Aging is linked to the accumulation of several toxic biomolecules, notably 7-ketocholesterol (7KC), a form of oxidized cholesterol. This molecule naturally builds up in cells and has been pinpointed as a significant contributor to atherosclerosis, a disease that accounts for 44% of global deaths (based on 2017 data). Within atherosclerotic lesions, immune cells called macrophages initially work to clear the buildup. However, as they ingest 7KC mixed with other lipids, they become overwhelmed, turning into pro-inflammatory and dysfunctional foam cells, further aggravating the condition.
Aims, Hypothesis & Results
Cyclarity aims to combat toxic biomolecules associated with aging, primarily focusing on 7-ketocholesterol (7KC). Utilizing CDs (carbohydrates with a truncated conical shape) as active pharmaceutical ingredients (APIs), the goal is to bind these toxins effectively. Specifically, the development focus is on UDP-003, a novel class of CDs tailored for high affinity and specificity to 7KC.
The team hypothesized that UDP-003 would have a significantly higher affinity for 7KC than traditional monomeric CDs. By extracting 7KC from atherosclerotic vascular tissue and blood cells, it's expected that UDP-003 will reverse the toxic transformation of macrophages into foam cells, restoring their normal function and morphology.
UDP-003 demonstrated a remarkably higher affinity for 7KC compared to other CDs. It successfully extracted 7KC from human atherosclerotic tissues and transformed foam cells back to their original macrophage-like state. Additionally, pharmacokinetics revealed that UDP-003 had a short half-life and excellent bioavailability, especially through subcutaneous administration. Non-GLP safety-toxicology tests showed promising safety profiles, further solidifying its potential as a viable therapeutic option against atherosclerosis and other 7KC-related diseases.

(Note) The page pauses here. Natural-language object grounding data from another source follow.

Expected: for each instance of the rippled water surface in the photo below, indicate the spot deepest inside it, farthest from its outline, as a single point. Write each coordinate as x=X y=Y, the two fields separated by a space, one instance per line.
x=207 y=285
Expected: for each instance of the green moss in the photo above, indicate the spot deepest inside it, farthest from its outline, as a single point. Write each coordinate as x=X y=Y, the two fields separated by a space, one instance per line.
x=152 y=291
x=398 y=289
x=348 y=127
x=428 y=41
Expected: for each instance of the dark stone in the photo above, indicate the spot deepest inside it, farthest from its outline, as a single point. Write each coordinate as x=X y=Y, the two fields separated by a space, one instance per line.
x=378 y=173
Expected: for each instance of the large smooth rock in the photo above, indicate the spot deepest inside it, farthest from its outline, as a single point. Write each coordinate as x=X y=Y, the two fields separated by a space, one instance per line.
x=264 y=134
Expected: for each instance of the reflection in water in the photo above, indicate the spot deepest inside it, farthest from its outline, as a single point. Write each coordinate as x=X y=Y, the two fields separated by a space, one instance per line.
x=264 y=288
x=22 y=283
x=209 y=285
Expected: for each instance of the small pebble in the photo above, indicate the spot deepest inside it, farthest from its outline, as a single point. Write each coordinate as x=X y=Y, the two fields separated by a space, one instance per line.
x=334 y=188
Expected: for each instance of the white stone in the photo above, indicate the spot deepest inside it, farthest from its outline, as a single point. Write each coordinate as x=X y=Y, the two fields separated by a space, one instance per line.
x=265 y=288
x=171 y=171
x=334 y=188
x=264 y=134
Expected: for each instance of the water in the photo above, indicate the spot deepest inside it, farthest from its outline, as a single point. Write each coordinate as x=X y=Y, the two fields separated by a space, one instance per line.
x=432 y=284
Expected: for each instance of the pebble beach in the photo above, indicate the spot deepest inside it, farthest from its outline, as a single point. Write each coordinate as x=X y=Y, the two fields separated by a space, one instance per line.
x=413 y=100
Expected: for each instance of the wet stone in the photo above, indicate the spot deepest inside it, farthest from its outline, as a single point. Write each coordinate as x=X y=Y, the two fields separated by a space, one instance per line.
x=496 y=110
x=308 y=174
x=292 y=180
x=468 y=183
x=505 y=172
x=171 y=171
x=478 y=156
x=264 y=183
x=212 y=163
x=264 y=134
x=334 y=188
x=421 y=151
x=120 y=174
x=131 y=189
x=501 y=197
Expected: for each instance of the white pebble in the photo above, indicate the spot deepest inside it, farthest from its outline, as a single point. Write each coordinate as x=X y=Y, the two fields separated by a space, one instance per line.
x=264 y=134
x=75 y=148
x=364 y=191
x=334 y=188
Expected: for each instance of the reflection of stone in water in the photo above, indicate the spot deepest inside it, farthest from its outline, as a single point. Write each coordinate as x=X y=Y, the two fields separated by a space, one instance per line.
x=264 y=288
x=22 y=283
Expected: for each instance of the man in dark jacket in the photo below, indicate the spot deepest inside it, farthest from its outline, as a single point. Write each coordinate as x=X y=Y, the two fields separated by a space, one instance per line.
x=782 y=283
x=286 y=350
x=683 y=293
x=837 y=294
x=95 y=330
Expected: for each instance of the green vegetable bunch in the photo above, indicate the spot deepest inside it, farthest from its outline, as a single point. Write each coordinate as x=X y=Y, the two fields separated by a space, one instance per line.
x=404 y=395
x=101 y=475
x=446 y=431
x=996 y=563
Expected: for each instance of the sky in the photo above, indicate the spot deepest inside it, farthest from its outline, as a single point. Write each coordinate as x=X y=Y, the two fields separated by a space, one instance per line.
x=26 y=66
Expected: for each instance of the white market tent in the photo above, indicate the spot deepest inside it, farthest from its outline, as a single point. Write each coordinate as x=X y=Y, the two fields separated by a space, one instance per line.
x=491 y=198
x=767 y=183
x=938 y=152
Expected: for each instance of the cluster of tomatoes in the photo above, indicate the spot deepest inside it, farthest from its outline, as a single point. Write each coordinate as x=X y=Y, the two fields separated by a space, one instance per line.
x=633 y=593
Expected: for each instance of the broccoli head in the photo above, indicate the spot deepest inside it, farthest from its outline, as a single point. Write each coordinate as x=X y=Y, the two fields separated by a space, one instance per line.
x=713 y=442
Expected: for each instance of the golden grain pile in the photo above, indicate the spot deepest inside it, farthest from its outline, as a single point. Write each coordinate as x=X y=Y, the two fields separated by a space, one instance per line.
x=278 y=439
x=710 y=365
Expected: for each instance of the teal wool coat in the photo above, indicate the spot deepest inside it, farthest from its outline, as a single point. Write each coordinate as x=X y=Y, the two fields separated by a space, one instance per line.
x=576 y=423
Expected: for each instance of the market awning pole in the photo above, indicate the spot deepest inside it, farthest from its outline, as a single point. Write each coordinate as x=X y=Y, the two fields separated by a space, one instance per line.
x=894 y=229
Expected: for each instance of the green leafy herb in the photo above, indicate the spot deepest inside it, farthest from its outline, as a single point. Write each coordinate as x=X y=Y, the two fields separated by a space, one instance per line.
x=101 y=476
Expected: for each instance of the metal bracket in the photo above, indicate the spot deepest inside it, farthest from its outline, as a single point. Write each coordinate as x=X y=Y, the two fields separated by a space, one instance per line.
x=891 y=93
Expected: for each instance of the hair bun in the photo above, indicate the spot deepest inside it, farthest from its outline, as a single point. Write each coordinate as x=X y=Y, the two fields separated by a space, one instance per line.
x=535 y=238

VitaDAO Board Evaluation Writeup
Cyclarity Therapeutics is strategically positioned to address one of the most significant markets in aging-related diseases. Their innovative cyclodextrin (CD) molecules employ a unique mechanism to counteract toxic biomolecules that accumulate due to aging. The project boasts a robust intellectual property profile for this novel drug class and has displayed promising early results, outpacing competitors. The impending approach to clinical trials and the "pipeline in a pill" concept, where UDP-003 shows potential applicability across multiple conditions, further underscores its promise. Additionally, its platform's ability to target numerous age-related toxic biomolecules is commendable. However, the use of a new modality for cardiovascular disease poses risks, even if it has been successful in other domains. The project also faces stiff competition from emerging startups and potential resistance from established industry players. Furthermore, the intricacies of obtaining approval for cardiovascular drugs add to the challenges.